Dans cette affaire, la lettre de licenciement invoquait un comportement « non professionnel et contraire à l’éthique » de la salariée.  

La salariée a porté plainte pour propos calomnieux devant un tribunal pénal de Grèce qui a condamné l’employeur à 5 mois de prison avec sursis.  

La CEDH devait donc apprécier si l’atteinte à la liberté d’expression de l’employeur était prévue par la loi grecque, nécessaire dans une société démocratique et poursuivait un intérêt légitime et notamment la protection de la réputation et des droits des tiers.  

La CEDH a considéré que la peine de 5 mois de prison avec sursis avait inévitablement un effet dissuasif sur la liberté d’expression.  

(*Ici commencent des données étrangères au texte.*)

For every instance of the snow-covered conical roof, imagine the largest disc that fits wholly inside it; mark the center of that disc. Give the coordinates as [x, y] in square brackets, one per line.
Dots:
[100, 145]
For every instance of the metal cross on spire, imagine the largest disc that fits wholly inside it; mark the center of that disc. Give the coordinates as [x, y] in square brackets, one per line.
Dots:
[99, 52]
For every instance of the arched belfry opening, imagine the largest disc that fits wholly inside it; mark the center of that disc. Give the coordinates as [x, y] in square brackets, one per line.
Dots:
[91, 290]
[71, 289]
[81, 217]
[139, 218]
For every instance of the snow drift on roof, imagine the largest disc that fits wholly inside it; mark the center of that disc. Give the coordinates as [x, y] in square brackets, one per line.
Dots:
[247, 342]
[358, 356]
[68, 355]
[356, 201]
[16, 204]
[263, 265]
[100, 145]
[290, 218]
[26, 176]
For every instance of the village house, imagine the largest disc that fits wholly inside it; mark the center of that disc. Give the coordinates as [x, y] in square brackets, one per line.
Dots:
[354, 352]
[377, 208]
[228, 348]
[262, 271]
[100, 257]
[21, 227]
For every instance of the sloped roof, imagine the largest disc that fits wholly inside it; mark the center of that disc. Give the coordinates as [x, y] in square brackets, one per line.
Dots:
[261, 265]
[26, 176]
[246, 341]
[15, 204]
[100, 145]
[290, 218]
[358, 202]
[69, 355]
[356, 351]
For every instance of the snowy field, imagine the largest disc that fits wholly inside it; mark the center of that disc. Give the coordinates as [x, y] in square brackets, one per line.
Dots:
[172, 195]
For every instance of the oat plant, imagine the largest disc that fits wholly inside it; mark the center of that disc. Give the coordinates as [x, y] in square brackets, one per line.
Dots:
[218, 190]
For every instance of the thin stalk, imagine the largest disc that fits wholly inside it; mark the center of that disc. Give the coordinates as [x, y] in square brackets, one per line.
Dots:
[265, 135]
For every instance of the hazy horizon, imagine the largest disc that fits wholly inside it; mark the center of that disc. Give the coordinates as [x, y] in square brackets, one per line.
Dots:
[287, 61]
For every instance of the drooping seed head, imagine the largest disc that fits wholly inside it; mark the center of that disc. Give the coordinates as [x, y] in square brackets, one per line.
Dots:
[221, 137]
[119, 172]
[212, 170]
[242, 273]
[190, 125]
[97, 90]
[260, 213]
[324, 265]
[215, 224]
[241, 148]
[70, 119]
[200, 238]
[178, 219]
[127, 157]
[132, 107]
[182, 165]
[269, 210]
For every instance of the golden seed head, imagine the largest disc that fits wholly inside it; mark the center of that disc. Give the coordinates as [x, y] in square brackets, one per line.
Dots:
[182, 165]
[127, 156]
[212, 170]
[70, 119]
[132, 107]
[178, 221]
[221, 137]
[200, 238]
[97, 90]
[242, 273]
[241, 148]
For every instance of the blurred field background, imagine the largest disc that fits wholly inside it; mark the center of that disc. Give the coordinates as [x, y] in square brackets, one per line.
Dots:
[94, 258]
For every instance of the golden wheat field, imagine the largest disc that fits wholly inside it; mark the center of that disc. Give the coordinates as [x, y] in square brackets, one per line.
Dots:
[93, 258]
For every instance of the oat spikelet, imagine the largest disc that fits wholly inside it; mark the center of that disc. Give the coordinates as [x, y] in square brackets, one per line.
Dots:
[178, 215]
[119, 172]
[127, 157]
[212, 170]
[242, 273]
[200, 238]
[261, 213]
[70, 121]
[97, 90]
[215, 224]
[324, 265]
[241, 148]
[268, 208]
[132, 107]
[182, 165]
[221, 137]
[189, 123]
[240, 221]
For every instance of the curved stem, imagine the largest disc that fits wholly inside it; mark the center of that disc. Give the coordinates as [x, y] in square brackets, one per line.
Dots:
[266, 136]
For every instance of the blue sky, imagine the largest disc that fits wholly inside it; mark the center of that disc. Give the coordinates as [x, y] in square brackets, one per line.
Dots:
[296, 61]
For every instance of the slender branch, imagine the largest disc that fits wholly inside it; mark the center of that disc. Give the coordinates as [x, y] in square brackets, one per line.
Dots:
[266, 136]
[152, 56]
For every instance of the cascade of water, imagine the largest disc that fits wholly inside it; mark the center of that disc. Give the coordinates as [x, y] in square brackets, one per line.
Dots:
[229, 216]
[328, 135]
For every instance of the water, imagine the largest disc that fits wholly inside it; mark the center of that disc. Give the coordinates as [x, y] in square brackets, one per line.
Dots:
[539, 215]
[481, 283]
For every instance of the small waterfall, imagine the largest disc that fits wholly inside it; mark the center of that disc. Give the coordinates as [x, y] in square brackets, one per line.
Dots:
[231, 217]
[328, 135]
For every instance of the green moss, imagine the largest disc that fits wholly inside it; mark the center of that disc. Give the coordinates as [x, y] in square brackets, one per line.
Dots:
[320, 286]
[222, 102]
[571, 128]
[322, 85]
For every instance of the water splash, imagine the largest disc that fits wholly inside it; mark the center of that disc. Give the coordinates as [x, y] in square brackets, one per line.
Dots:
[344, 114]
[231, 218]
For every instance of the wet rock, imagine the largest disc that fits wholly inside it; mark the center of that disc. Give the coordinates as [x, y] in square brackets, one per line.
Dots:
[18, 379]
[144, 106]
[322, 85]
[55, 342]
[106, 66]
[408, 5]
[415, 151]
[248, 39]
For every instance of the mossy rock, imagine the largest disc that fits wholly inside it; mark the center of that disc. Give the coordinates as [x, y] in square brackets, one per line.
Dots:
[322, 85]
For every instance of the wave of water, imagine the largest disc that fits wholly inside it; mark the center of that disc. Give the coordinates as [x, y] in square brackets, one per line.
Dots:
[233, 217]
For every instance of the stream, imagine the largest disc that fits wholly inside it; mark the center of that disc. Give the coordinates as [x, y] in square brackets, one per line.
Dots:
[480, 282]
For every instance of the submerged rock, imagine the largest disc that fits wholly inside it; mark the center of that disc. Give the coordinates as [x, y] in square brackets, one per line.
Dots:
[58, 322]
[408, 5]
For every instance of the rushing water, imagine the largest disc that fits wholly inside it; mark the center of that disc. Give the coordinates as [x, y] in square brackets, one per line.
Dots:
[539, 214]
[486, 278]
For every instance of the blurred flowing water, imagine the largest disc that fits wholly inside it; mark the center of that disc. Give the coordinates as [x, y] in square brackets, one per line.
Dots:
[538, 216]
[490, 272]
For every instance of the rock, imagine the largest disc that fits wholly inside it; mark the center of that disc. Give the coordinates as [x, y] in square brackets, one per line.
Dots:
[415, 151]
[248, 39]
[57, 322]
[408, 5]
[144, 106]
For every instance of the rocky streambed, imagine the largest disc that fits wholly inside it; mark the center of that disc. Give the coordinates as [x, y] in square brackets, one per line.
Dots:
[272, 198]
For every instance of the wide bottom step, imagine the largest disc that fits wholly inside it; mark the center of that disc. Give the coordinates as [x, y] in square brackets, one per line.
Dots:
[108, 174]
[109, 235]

Elle a également constaté que les propos de l’employeur qui concernaient le comportement professionnel de la salariée étaient assez sérieux, que le langage utilisé n’était ni trop fort, ni trop vexatoire, que la lettre de licenciement concernait un conflit entre l’employeur et la salariée et que le document avait été envoyé en privé en sachant que l’employeur n’avait pas publié cette information de manière extérieure à l’entreprise.  

La CEDH a donc considéré que la législation grecque portait trop atteinte à la liberté d’expression et l’État grec a été condamné à 9000 € d’amende.  

Il s’agit d’une jurisprudence intéressante qui définit les périmètres de l’abus de la liberté d’expression y compris concernant l’employeur, ce qui est assez rare.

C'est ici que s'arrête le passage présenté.